Come to the window, he whispers to his new bride, sweet is the night air. This is the kind of language our beaches used to inspire.
Brexit has added immeasurably to the pull of the economic riptide. A million jobs. A narrow channel. A brief crossing. Our long withdrawing roar, Get Brexit Done, is not yet over, even though our bellicose throats were red raw with hatred years ago.
Soon bodies on our beaches will be a weekly, perhaps daily occurrence. The channel, home to poetic beaches, chalk cliffs, flotilla’s evacuating the distant beaches of Dunkirk, kids in flannel shirts investigating mysterious islands, the cheap and cheerful British holiday, fish and chips, rock-pooling, the discovery of our fossil record, returning victorious from famous wars, setting out on great explorations that resulting in murderous colonisations that are, truth be told, the basis for the majority of all migratory push-factors, regattas, flotillas, Fawlty Towers, Cornish fish, Devon cream teas, Kentish apples, Chesil Beach, the way the new forest all but steps out into the sea, Shell Beach, sandbanks, the dramatic, blood-coloured cliffs of the English Riveria, indescribably lovely Cornwall, the mordant Dickensian mudflats where the Thames runs out into the worlds’ oceans, and a thousand other lovely associations with our channel coastline will be dipped in blood, and dismay.
Instead of a child, in old-fashioned shorts, riding a donkey, sporting an ice-cream, beneath a grying flock of seagulls, if this is allowed to continue, we will find ourselves like TS Eliot did on his honeymoon, desolate and alone on a windswept beach of perpetual sorrow.
“On Margate sands, I can connect nothing with nothing”. Yet that is what a beach is, a connection. No one ever in the history of culture, ever thought of a beach as a border, a barrier, a wall.
Beaches are where the human spirit is called to sport and play and build meaningless castles soon lost to the arrival of the waves. The waves, the waves.

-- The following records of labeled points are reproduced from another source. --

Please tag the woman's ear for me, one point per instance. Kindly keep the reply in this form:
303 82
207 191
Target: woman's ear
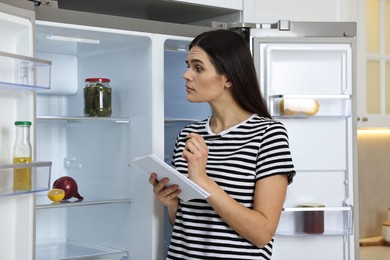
228 83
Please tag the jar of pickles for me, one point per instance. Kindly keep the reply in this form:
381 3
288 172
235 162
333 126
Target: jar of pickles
97 97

A beach is where the land makes peace with the sea. And the English beach is the most magical place in the land.
This year I paddled with my family along the cliff-line at Sidmouth, looking at the recent rockfalls, commenting on how desert-like the red rocks are there.

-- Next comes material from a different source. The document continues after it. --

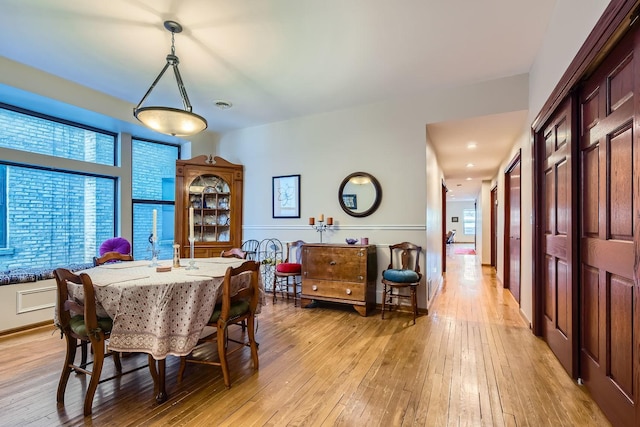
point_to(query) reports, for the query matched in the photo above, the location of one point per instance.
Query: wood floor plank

Next year, I will be afraid to do that, lest my paddle snag.
This year we thought we saw seals on the beach. As we got closer they were just different coloured rocks. We laughed at that.
Next year we won’t think they are seals.
Next year they may not be rocks.
I don’t want my children to see that.
I don’t want other children to be that.
All I want to see on English beaches, on all beaches, are seals, windbreaks, and donkeys.
When you get out of your boat, on a Kentish or Hampshire beach, there is always that welcoming crunch. I want everyone to have the right to hear that sound and think, that’s nice, think I’ll get a cup of tea before that rain cloud hits.
You take the towel and gather them into it, their shivering forms, the water so cold. Load up the bag, sand in everything, and make your way back to the car. As you leave the beach, the sun angling slightly but far from set, you always look back for a moment and say “Bye beach, bye sea,” not knowing when you will see it again, but certain you will return. Nothing of sadness there, nothing of death, just the perfect place for a perfect day.
All this now gone.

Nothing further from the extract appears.